The Muslim community is riven with disunity. This is not news to anyone. Whether we look at it from an organisational level, community perspective, the mosques or even the scholars – disunity is so prevalent that it is seen as a fact of life by all of us.
This situation is intolerable and unacceptable at the best of times, but during a medical emergency – it becomes the cause of mass deaths and suffering. This is exactly the situation we found ourselves in as this pandemic spread.
Key medical messages were being drowned out by voices online who felt that an expertise in religious or political sciences meant they could also extrapolate to medical situations. Others felt that the Government advice must be strictly followed not factoring in that Governments could miscalculate badly or have other imperatives such economic and public order.
Along with this, there was genuine misinformation being spread and scare-mongering was leading to a situation where we were all collectively panicking and only a few were actively doing something proactive about it.
It was in this situation that we felt it necessary to run the Muslim communities response to the pandemic as you would any medical emergency or resus. With clear delineation of activities according to speciality, with clear leadership based on merit and with clear communication between all parties working to an agreed plan and protocol. Only then would we have a chance.

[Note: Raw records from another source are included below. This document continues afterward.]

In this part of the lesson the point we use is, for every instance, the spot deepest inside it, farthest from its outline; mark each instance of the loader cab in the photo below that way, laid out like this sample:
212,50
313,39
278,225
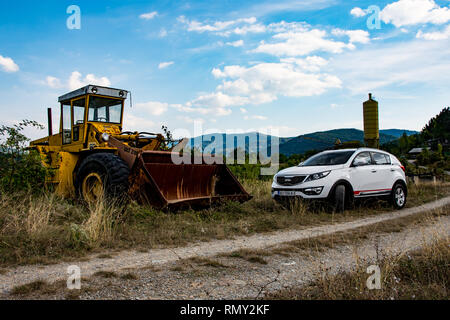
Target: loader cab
96,106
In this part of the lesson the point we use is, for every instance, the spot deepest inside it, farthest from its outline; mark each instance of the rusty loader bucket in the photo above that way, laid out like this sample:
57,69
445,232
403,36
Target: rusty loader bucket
157,181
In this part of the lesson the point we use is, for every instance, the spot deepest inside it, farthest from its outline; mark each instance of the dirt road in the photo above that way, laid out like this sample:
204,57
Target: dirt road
160,258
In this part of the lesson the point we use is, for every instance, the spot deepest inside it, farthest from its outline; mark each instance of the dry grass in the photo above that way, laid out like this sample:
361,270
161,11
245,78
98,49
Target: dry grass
46,228
105,274
422,274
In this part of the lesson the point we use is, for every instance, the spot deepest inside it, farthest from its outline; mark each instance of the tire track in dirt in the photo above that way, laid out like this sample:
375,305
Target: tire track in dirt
133,259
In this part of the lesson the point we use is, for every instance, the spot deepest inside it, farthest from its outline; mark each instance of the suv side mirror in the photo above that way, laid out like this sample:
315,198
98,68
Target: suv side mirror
359,163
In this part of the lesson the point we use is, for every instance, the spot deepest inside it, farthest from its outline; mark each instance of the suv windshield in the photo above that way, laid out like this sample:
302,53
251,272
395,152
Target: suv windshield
328,159
105,109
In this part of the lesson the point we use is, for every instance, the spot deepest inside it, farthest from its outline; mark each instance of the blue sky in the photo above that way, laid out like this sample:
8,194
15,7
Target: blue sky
289,66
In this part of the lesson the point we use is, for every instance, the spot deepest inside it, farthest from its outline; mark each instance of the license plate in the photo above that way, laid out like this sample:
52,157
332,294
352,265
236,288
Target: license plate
288,193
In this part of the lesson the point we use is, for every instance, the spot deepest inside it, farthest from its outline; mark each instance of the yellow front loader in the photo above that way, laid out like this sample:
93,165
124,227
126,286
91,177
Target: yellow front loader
91,158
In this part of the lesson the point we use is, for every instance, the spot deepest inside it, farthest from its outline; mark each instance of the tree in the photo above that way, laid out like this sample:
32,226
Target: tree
19,168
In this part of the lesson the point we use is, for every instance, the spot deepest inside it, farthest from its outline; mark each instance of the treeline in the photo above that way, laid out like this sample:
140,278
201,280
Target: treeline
433,139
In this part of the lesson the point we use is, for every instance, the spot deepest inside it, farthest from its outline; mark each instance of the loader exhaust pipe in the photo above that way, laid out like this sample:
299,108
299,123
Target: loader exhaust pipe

This is how the COVID Response Groups (CRG) were born. There is one for the Medical community to provide clear expert medical and clinical advice that is specific to our community. There is a Mental Health CRG that brings together organisations that focus on psychological well being like Inspirited Minds, Muslim Youth Helpline and the MCAPN.

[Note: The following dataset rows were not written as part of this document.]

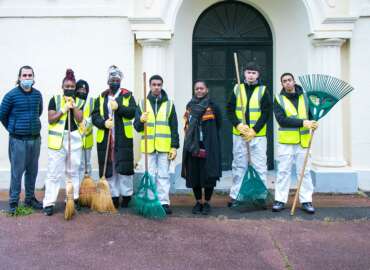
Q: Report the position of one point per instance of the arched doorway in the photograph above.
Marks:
(221, 30)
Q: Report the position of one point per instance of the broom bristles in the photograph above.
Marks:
(102, 201)
(87, 191)
(70, 204)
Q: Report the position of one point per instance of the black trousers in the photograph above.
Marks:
(207, 193)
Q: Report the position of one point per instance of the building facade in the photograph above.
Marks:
(185, 40)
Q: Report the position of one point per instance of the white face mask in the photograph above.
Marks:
(26, 84)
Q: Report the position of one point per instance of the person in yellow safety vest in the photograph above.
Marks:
(86, 126)
(114, 110)
(256, 104)
(292, 114)
(58, 170)
(163, 137)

Other CRG’s incuded the Burial CRG, the Economic Impact CRG, the Charities CRG, Publicity CRG and finally a National level CRG lead by the major umbrella body of the Muslim community in the UK – the MCB.
By allowing all specialist organisations to focus on their speciality, we were able to build on our strengths and mitigate our weaknesses. In short, we were able to start functioning as a team rather than individual players.
This is a medical disaster and it needs to be run with the clinical skill and surgical precision of one. Pandemics kill, but disunity in the response to it kills more.